The Magic and Mastery of Brandon Sanderson’s Writing Universe

Musing

To say Brandon Sanderson is a prolific author does him a disservice.  His most recent book, Wind and Truth, comes in at 1,344 pages.  That brings the series the book is a part of—the Stormlight Archives—up to 5,890 pages.  It contains a cool 2,181,623 words.  For a frame of reference, that’s about three times as long as the Bible, which is a compilation that took hundreds of people thousands of years to put together.  Oh, and this is only the halfway point for the series.

So yeah, Sanderson can put words on paper like a machine.  But that’s just the impressive part.  The intimidating part is how those words are linked to millions of other words across multiple other series.  Sanderson did the whole “combined universe” thing well before Marvel started pumping out their movies.  His latest book has interplay from almost all of his other interconnected books, making it both fascinating and daunting to read. 

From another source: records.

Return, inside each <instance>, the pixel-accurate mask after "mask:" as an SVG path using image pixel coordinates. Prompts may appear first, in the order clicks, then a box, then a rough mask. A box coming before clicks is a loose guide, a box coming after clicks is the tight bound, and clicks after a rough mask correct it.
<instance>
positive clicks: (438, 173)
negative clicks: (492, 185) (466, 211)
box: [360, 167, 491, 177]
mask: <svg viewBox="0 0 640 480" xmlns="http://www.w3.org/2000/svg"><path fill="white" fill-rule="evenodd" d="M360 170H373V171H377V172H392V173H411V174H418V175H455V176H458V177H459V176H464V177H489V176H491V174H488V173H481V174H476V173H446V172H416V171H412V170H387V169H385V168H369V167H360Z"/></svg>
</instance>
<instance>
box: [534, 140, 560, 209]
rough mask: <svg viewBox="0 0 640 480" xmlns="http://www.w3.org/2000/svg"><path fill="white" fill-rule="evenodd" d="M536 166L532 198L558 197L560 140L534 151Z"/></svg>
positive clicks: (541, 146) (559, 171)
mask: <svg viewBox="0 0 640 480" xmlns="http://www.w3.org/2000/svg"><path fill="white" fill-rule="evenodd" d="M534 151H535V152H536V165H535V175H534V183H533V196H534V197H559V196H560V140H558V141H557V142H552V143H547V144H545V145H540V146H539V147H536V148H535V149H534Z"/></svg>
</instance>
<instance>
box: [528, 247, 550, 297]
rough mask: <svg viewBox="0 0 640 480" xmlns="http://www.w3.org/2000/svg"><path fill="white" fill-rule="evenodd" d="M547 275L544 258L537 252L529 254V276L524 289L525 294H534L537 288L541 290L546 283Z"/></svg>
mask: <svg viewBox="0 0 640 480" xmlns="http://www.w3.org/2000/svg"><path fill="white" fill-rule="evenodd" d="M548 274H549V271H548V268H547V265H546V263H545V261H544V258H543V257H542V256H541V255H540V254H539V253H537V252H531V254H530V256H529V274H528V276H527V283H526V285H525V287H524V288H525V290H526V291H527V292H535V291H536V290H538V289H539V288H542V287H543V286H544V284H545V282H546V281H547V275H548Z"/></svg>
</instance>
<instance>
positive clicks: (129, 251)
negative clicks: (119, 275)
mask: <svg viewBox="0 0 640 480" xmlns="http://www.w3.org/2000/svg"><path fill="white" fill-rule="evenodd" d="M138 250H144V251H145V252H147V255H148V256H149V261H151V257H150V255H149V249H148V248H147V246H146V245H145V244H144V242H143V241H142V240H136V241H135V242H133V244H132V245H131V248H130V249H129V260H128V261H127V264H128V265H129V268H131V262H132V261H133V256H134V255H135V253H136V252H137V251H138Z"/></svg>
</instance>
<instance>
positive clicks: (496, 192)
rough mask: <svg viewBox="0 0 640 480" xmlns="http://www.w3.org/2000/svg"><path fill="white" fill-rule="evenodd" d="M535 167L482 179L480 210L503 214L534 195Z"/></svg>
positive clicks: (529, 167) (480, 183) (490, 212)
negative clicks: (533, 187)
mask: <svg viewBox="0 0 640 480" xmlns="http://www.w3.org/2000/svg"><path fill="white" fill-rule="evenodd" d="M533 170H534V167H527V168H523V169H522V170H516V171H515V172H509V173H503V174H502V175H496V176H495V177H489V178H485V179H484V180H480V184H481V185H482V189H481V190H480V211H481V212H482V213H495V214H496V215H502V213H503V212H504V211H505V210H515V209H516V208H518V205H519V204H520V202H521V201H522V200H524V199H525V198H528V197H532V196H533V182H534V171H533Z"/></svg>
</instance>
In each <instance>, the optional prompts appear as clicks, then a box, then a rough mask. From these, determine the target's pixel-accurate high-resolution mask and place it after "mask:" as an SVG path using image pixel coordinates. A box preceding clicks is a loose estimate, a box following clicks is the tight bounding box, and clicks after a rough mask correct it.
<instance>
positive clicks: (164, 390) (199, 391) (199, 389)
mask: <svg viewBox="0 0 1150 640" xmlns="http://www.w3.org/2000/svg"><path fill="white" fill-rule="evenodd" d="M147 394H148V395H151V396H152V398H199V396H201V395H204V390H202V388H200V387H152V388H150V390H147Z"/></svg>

As someone who cosplays as a writer on weekends, I am astounded by the level of intricacy Sanderson has built into his universe.  I struggle to keep my plotlines succinct and on point when I’m dealing with a single character on a planet I’m relatively familiar with—Earth.  Meanwhile, Sanderson has dozens of planets, hundreds of characters, multiple realms of existence, oodles of unique magic systems all reliant on the same underlying energy source, and a bevy of gods each playing a grand cosmic game of 4D checkers with each other.  It’s a level of mastery of the craft I don’t know if we’ve seen before.

That said, I’m sure we will see it again.  That’s one of the most interesting parts of human nature, how the achievements of one can inspire a host of follow-on achievements either matching or eclipsing their progenitor.  After all, Sanderson isn’t the first to link a single overarching storyline across multiple series—Steven King has done it for years, as one example. 

But what Sanderson has done is elevate the process to more than an occasional easter egg or cameo.  The linkages are an essential part of his overall story, and each book he adds exists as a chapter in a larger tale.  It’s the work of a lifetime, and he’s on record as saying he’ll need his entire life to finish everything he wants to accomplish.

I look at that drive and I can’t help but feel chagrin looking at the number of pages and words I have written.  It’s especially mortifying to consider that his numbers are actually published words, while mine are just what Word tells me at the bottom left of my screen. 

But one of life’s most important lessons is that the race is long, and in the end it’s only with yourself.  Every word I write is another in my column, and another towards my own writing goals.  I wish the best to Sanderson on his journey—especially given how much I enjoy reading his works—but mine will take me in different directions.  Will it be an integrated master piece like his?  Probably not.  But will it serve my ultimate goal of enjoying the art and process of telling a story uniquely my own?  Absolutely.